How AI will change SW Engineering
How AI will change SW Engineering home

Risks + Governance: Managing the Transition

AI adoption creates new engineering risks: false confidence, insecure generated code, intellectual-property ambiguity, secret leakage, duplicated logic, review overload, and skill atrophy. Governance should enable safe speed, not block useful experimentation.

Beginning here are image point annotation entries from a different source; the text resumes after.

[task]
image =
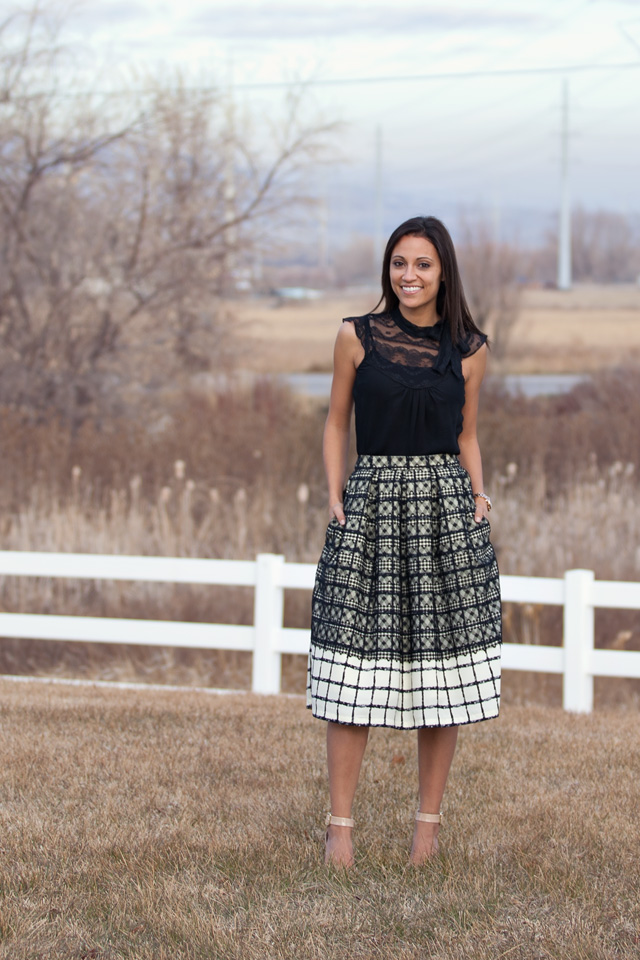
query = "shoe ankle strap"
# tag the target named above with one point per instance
(339, 821)
(429, 817)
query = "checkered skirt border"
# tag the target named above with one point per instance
(406, 614)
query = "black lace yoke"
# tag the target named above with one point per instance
(409, 388)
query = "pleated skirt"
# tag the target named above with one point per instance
(406, 614)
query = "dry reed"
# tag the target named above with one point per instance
(163, 826)
(240, 474)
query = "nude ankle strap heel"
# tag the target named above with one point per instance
(429, 817)
(332, 821)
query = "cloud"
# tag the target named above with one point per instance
(291, 21)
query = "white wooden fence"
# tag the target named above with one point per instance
(577, 592)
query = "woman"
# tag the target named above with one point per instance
(406, 622)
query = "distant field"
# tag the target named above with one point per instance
(166, 826)
(583, 329)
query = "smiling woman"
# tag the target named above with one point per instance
(406, 615)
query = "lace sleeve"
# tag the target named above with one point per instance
(361, 327)
(471, 343)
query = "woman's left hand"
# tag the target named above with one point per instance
(482, 510)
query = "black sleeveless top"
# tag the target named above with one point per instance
(409, 388)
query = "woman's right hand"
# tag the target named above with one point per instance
(337, 511)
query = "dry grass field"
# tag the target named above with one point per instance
(161, 826)
(584, 329)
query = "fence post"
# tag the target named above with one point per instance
(267, 619)
(577, 693)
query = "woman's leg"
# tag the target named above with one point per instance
(345, 750)
(436, 746)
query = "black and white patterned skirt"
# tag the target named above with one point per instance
(406, 615)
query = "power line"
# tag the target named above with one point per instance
(365, 81)
(452, 75)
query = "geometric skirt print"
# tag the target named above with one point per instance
(406, 613)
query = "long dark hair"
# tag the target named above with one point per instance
(451, 304)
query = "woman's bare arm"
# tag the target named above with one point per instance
(473, 369)
(347, 354)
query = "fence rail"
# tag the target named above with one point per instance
(577, 592)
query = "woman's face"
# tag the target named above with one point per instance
(415, 272)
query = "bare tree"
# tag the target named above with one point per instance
(490, 272)
(120, 235)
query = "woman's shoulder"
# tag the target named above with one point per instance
(470, 342)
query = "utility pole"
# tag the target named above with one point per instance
(378, 229)
(230, 236)
(564, 225)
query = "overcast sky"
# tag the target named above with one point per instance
(448, 141)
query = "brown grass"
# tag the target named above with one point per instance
(162, 826)
(587, 328)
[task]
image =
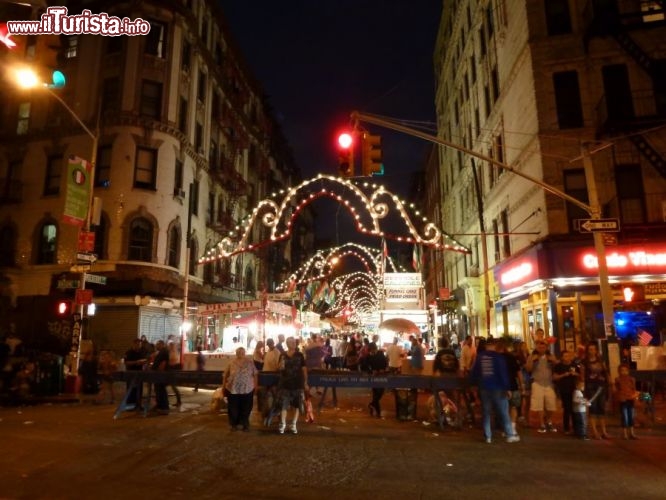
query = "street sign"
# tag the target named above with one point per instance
(599, 225)
(86, 257)
(86, 241)
(95, 278)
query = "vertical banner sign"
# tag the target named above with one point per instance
(77, 197)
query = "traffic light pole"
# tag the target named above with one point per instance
(593, 209)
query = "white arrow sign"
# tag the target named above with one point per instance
(599, 225)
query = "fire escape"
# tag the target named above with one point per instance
(618, 19)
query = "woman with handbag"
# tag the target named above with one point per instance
(239, 382)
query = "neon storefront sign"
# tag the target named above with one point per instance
(517, 274)
(630, 260)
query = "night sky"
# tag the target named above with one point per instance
(318, 60)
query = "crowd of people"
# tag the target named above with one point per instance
(514, 384)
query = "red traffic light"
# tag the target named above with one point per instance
(64, 307)
(345, 140)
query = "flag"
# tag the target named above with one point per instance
(417, 258)
(644, 338)
(321, 291)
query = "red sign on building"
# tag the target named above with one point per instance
(86, 241)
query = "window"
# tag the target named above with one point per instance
(630, 193)
(201, 88)
(71, 46)
(114, 44)
(558, 19)
(140, 240)
(209, 272)
(53, 174)
(198, 138)
(182, 115)
(210, 216)
(173, 258)
(145, 169)
(103, 167)
(101, 230)
(156, 39)
(486, 100)
(490, 22)
(194, 250)
(111, 94)
(496, 244)
(575, 186)
(8, 238)
(212, 156)
(195, 197)
(151, 99)
(506, 237)
(567, 100)
(216, 108)
(494, 79)
(482, 42)
(46, 244)
(23, 123)
(178, 178)
(186, 57)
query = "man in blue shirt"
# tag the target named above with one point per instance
(491, 375)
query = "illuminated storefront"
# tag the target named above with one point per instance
(554, 286)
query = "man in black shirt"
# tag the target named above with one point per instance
(135, 358)
(565, 376)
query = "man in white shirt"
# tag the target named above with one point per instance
(271, 358)
(394, 353)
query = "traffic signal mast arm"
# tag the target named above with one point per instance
(382, 122)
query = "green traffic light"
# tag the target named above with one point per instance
(59, 80)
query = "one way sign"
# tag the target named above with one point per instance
(598, 225)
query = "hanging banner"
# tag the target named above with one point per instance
(77, 196)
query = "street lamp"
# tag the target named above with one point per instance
(27, 78)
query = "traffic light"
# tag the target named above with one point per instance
(64, 307)
(345, 155)
(371, 155)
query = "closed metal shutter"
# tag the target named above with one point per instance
(157, 323)
(114, 328)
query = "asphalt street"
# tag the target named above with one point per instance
(64, 450)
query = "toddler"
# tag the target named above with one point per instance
(626, 394)
(580, 405)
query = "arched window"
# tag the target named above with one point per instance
(173, 259)
(47, 243)
(140, 240)
(7, 246)
(194, 251)
(249, 280)
(209, 272)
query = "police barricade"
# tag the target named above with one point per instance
(136, 398)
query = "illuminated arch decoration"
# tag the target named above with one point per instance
(356, 288)
(279, 215)
(315, 267)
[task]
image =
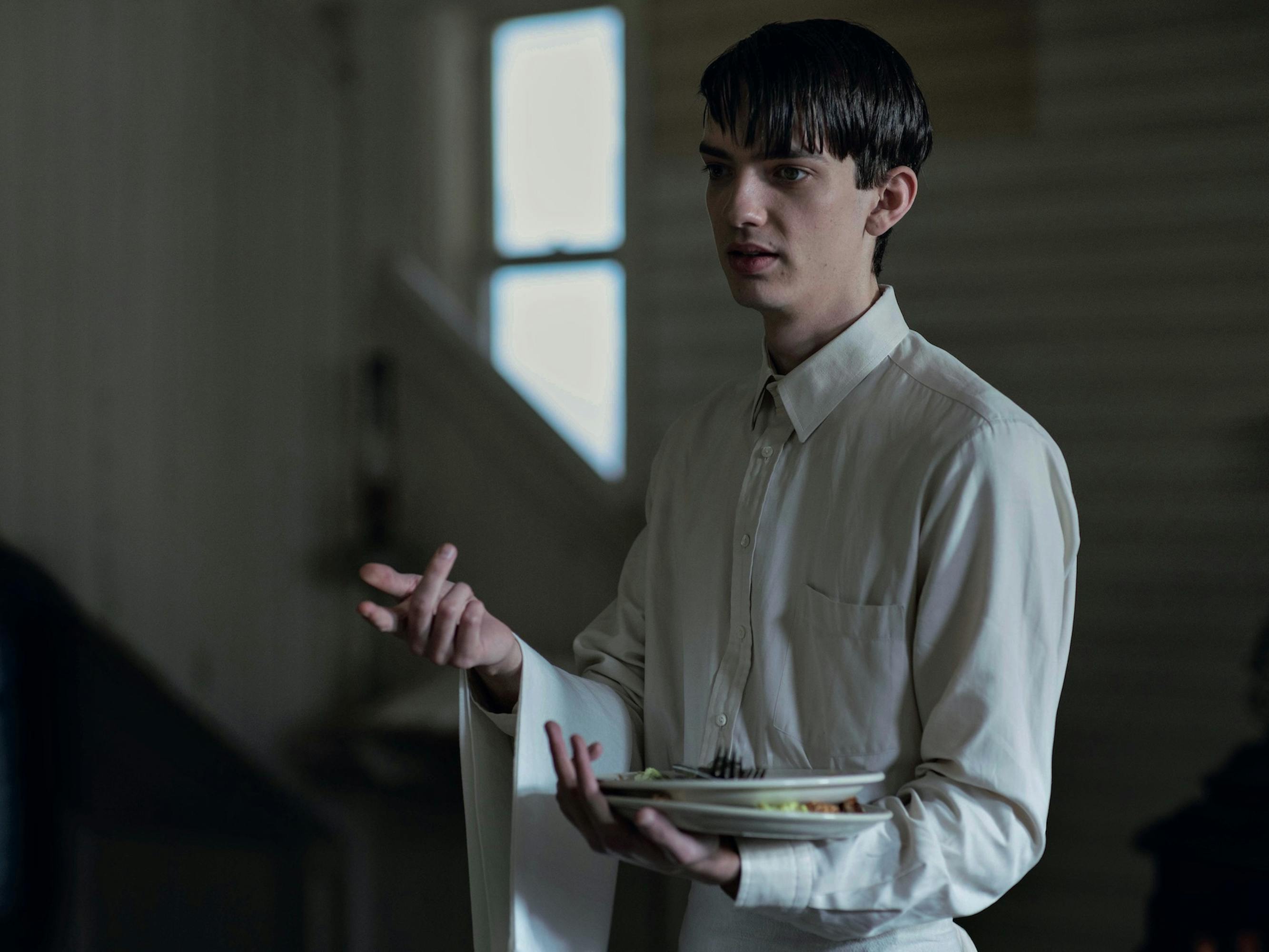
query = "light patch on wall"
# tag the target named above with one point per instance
(557, 334)
(559, 134)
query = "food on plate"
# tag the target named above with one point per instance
(651, 774)
(851, 805)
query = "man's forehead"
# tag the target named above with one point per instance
(730, 145)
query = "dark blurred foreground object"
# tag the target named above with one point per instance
(126, 823)
(1212, 857)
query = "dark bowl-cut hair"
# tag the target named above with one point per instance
(849, 92)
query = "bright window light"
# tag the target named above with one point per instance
(557, 334)
(559, 134)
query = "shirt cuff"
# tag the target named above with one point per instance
(479, 695)
(774, 874)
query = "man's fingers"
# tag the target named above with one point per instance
(445, 623)
(382, 619)
(387, 579)
(426, 596)
(560, 757)
(678, 846)
(467, 644)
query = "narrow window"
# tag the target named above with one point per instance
(557, 294)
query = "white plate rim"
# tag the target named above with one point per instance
(742, 813)
(614, 781)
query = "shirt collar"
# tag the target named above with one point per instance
(811, 390)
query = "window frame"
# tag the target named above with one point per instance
(488, 258)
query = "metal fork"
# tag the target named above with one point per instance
(729, 767)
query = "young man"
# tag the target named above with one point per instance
(861, 560)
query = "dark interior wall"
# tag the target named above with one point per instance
(174, 438)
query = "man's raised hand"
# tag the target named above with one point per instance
(441, 620)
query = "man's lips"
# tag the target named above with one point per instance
(750, 263)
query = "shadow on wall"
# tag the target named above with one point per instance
(125, 821)
(1212, 857)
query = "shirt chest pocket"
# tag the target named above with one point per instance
(845, 678)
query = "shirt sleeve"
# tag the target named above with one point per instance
(994, 608)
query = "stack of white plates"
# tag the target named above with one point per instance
(735, 808)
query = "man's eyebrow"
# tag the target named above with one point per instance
(769, 154)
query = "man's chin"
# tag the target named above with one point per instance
(755, 296)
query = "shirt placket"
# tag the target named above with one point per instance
(729, 684)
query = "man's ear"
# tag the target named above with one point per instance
(895, 196)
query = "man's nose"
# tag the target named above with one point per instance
(746, 205)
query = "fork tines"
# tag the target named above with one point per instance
(729, 767)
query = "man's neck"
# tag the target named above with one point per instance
(795, 336)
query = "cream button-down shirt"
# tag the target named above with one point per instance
(864, 565)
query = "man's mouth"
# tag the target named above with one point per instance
(752, 262)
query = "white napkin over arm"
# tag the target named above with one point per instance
(536, 885)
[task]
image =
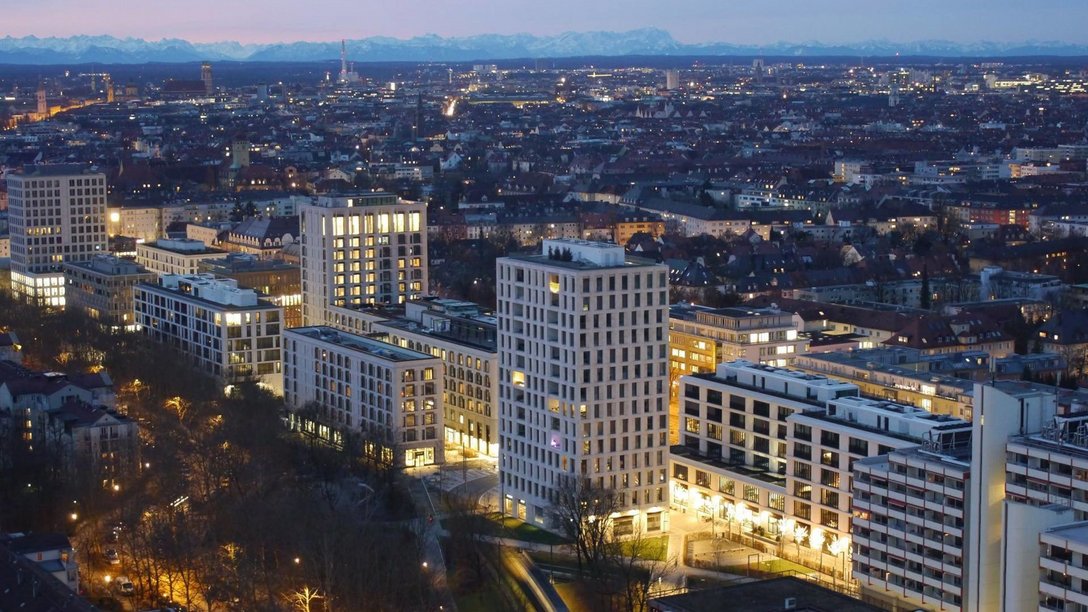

Why this changes the profession: governance becomes part of everyday engineering, not a compliance afterthought. Teams need explicit policies for data, generated code, model use, review depth, and accountability.

Risk map

Correctness risk

Generated code can pass superficial review while being wrong under concurrency, scale, edge cases, or unclear requirements.

Security risk

AI may generate insecure patterns, mishandle auth, expose secrets, or introduce vulnerable dependencies. Pair assistants with tools like Snyk DeepCode AI and SonarQube.

Technical debt

Cheap code can increase duplication, churn, dead paths, and inconsistent abstractions unless architectural ownership remains strong.

Skill atrophy

Engineers who outsource thinking may lose debugging and design muscles. AI should be used to learn faster, not avoid understanding.

Governance practices

  • Define allowed data: rules for source code, customer data, logs, credentials, private docs, and vendor retention.
  • Require checks: tests, type checks, linting, SAST/SCA, code owners, and production monitoring.
  • Mark AI-authored sensitive changes: migrations, auth, crypto, payments, privacy, safety, and infrastructure deserve extra review.
  • Protect the junior pipeline: require explanations, pair review, and post-change learning so AI use develops talent rather than hiding gaps.
  • Measure outcomes: throughput, quality, security, stability, reviewer load, incident rate, and developer experience.
Adoption warning: “AI generated it” is not a quality claim. The accountable unit remains the engineering team.